Molecular dissection of the fibroblast-traction machinery.

作者信息

Sawhney Ravi K, Howard Jonathon

机构信息

Max Planck Institute of Molecular Cell Biology and Genetics, Dresden, Germany.

出版信息

Cell Motil Cytoskeleton. 2004 Jul;58(3):175-85. doi: 10.1002/cm.20004.

Abstract

Motile fibroblasts generate forces that can be expressed as cell migration or as traction, the drawing-in of extracellular matrix. Traction by cultured fibroblasts can induce a rapid concerted reorganization of collagen gel, creating a pattern of collagen alignment similar to that seen in tendons and ligaments.

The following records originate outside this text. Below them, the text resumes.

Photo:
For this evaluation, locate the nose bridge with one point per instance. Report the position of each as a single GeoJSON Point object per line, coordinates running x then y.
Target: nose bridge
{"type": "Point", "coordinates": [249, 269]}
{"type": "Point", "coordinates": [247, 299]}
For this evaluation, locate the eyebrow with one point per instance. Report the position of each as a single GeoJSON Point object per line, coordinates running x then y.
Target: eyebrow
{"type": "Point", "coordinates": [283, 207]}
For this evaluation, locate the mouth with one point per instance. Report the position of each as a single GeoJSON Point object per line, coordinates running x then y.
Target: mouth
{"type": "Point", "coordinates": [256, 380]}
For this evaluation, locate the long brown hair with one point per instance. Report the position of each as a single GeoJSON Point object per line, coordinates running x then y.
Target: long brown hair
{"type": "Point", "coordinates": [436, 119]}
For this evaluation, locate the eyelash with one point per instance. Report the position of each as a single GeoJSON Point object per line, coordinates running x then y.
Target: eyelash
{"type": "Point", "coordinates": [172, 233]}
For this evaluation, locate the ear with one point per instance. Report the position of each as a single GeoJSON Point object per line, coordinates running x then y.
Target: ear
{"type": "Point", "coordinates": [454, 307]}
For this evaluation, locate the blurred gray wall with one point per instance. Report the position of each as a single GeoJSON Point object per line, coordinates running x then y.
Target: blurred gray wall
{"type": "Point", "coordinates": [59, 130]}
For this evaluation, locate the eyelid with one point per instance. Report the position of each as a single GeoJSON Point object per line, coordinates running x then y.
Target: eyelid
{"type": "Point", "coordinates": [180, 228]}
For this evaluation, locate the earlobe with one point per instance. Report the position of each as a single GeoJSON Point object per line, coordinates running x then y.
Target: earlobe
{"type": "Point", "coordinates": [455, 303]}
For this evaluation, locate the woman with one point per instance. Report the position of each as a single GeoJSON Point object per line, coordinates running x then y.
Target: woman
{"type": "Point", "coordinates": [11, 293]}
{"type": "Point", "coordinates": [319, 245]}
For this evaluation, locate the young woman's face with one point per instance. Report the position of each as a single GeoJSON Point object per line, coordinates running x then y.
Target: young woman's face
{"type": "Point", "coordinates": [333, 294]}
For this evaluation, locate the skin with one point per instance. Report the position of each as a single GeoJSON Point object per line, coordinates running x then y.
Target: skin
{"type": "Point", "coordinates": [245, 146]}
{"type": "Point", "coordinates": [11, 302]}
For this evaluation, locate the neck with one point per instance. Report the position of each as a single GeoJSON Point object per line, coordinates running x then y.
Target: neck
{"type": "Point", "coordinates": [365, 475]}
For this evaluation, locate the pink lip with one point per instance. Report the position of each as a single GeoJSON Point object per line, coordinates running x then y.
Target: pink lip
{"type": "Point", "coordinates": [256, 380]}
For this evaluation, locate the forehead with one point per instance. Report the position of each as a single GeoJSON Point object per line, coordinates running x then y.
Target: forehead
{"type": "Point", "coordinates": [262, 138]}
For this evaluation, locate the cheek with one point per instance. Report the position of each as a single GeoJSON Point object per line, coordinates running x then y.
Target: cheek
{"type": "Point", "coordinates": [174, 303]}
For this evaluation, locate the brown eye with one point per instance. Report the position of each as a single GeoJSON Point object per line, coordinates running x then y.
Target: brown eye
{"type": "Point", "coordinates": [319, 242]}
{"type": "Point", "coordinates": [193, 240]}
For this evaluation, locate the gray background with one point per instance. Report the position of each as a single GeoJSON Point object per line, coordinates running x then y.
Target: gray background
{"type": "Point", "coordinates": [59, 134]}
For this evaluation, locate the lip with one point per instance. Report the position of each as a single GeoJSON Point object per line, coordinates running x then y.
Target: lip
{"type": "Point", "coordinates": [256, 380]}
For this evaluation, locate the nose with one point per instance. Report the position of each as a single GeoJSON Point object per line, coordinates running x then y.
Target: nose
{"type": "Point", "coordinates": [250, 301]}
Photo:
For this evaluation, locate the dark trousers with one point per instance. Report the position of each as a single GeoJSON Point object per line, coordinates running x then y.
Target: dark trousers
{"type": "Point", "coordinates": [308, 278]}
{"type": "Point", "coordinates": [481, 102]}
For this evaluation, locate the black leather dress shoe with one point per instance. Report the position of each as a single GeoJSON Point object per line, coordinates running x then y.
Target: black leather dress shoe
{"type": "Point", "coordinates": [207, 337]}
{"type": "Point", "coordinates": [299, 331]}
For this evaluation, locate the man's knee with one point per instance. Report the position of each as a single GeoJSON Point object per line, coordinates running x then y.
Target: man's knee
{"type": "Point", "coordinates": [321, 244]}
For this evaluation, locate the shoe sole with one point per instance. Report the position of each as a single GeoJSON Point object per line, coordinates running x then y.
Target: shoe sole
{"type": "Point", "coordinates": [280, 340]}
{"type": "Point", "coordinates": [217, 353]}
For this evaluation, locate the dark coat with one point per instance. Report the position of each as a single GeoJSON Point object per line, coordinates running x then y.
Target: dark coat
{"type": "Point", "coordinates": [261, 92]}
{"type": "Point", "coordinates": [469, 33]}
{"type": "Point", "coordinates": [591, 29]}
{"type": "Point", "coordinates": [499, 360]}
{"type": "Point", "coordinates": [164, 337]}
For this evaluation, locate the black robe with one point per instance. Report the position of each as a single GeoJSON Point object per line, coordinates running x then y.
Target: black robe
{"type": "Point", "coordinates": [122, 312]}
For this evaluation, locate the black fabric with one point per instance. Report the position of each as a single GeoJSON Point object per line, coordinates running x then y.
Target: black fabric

In such fibrous connective tissues, after pattern morphogenesis is complete, ongoing traction may be responsible for the maintenance of proper form and function. The molecules that generate and transmit forces have been catalogued; however, how these nanometer-scale molecules contribute to millimeter-scale patterns has not been directly tested. Here, we placed pairs of explants of human periodontal ligament fibroblasts in collagen gels, where ligament-like straps of anisotropic collagen formed on the axes between them. We scrutinized the traction apparatus using electron microscopy, video microscopy, and computer-based pattern analysis, augmented with pharmacologic inhibitors of cytoskeletal function. Patterning was marked by the co-alignment of collagen, fibroblasts, and their actin cytoskeletons, all parallel to the axis between explants. The pattern was diminished by depolymerizing actin filaments or by blocking myosin activity, but was accentuated by depolymerizing microtubules. The plasma membrane also seems to contribute to the traction force. These molecular components combine to exert a sub-maximal traction force on the matrix, suggesting that the force may be regulated to ensure tissue tensional homeostasis.

摘要

运动性成纤维细胞产生的力可以表现为细胞迁移或牵引,即细胞外基质的内拉。培养的成纤维细胞的牵引可以诱导胶原凝胶快速协同重组,形成与肌腱和韧带中所见相似的胶原排列模式。在这种纤维结缔组织中,模式形态发生完成后,持续的牵引可能负责维持适当的形态和功能。产生和传递力的分子已被分类;然而,这些纳米级分子如何促成毫米级模式尚未得到直接验证。在此,我们将成对的人牙周膜成纤维细胞外植体置于胶原凝胶中,在它们之间的轴上形成了各向异性胶原的韧带样带。我们使用电子显微镜、视频显微镜和基于计算机的模式分析,并辅以细胞骨架功能的药理学抑制剂,仔细研究了牵引装置。模式形成的特征是胶原、成纤维细胞及其肌动蛋白细胞骨架共同排列,均与外植体之间的轴平行。通过使肌动蛋白丝解聚或阻断肌球蛋白活性,模式会减弱,但通过使微管解聚,模式会增强。质膜似乎也有助于牵引力。这些分子成分共同作用,对基质施加次最大牵引力,表明该力可能受到调节以确保组织张力稳态。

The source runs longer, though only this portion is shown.